В другой раз Шуру Мазуренко – это произошло почти сразу же после отстранения от должности старшины роты и тихого разжалования – неблагоразумно поставили дневальным по роте, просто в порядке обычной очереди. Когда рота вернулась в расположение, старший лейтенант Лисицкий не выдержал и вышел из канцелярии посмотреть, чем вызвана почти гробовая тишина, абсолютно несвойственная обычно шумному, как пчелиный рой, подразделению. У офицера, слывущего специалистом в методиках воспитания воинских коллективов, глаза полезли на лоб. Шура невозмутимо играл роль дневального, стоя у пресловутой тумбочки с самодовольной улыбкой и взглядом коршуна. Казарма с идеально отмытым коридором и поблескивающими от свежей мастики полами являла собой показательную арену действий. Рота же, как будто пробираясь по узкой тропинке на перевал, беззвучно, по одному, почти что след в след, заходила, прижимаясь к стене. Чтобы не испачкать отмытый и натертый пол… Алексей задавал себе вопрос, отчего они так делали: из страха, из уважения, еще из какого-то неведомого чувства, вытекающего из внутренней этики настоящего воина. Пожалуй, и то, и другое, и третье… Больше Шуру Мазуренко в наряд дневальным не ставили, а еще через два месяца он сменил замкомвзвода пятого взвода, который при нем был просто не в состоянии командовать. Более того, ротный сам вернул Мазуренко сержантские лычки и командирскую должность после того, как узнал об инциденте во время зарядки. Причем сделал это столь же тихо, как и разжаловал перед этим.
«Вот и утверждай, что индивидуальная сила растворяется в коллективной», – говорил себе Алексей, сбитый с толку собственными рассуждениями.

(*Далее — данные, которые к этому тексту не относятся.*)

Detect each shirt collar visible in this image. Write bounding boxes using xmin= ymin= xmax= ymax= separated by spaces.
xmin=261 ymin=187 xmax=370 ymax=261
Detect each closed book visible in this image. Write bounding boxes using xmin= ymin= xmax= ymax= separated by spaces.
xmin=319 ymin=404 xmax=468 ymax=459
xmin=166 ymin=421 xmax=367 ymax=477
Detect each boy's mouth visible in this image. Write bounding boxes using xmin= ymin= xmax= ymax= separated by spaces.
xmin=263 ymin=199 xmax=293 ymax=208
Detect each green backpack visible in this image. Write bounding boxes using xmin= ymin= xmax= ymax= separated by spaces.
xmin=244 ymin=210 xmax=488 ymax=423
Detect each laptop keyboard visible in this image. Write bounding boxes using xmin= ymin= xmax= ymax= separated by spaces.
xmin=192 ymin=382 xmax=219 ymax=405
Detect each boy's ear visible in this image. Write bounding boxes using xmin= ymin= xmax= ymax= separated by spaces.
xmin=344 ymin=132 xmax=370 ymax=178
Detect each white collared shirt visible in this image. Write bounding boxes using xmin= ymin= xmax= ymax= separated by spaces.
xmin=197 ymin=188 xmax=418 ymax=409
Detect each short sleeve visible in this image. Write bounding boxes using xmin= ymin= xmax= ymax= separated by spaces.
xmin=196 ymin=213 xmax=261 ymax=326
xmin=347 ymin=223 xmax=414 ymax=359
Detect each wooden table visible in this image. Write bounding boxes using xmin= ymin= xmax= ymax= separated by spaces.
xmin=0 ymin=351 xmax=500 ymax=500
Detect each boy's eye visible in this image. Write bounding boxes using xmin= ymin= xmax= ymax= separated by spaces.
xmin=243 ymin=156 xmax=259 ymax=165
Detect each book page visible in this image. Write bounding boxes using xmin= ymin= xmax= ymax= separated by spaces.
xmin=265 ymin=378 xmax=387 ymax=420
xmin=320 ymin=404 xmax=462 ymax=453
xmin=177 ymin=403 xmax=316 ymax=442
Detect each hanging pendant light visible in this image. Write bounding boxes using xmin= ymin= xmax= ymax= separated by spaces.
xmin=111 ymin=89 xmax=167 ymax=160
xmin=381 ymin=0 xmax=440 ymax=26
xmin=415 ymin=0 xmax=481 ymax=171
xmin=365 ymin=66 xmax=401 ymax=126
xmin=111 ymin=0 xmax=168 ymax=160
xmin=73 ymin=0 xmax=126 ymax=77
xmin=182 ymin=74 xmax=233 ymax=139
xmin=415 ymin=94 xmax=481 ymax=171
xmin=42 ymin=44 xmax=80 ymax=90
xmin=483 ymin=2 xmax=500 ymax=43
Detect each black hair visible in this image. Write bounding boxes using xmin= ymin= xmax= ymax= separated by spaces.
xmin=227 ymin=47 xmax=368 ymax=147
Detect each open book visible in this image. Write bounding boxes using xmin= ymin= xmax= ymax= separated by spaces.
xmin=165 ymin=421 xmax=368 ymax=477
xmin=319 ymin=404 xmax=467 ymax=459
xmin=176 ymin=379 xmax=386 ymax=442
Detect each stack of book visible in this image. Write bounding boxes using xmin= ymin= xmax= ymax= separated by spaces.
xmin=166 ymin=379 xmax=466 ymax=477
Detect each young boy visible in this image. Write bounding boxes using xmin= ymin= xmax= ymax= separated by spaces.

Ротный Лисицкий также казался Алексею уникальным представителем этого диковатого социума, но совсем по другому поводу: он мог добиться своего, даже не пошевелив пальцем. Задумав серию прагматичных ходов, он запускал математически точно разработанную интригу. Его отнюдь не причислишь к числу бойцов, поражающих физическими возможностями. Да, он с курсантами порой ходит из Рязани в Сельцы. Но разве это сверхнагрузка? Особенно если учесть, что они идут с оружием и снаряжением, а он – с командирским планшетом. Они – в тяжелых солдатских сапогах, он – в легеньких хромовых, с переклеенными подошвами, все равно что в кроссовках. Они в дороге, обливаясь потом, падают в грязь по команде «К бою!» бесчисленное количество раз, он – только надменно глядит на развертывающееся перед глазами представление, сложив руки на груди, словно жюльверновский капитан Немо. Алексею казалось, что ротный мнит себя стратегом, ловко пользующим все эти до совершенства развитые мускулы, а также все остальное, необходимое для войны: боевые машины, приданную артиллерию, поддерживающую авиацию и так далее. «Выходит, – пришел к выводу Артеменко, – вовсе не обязательно становиться супербойцом, чтобы быть успешным командиром». И это тоже было открытием для Артеменко, причем неприятным…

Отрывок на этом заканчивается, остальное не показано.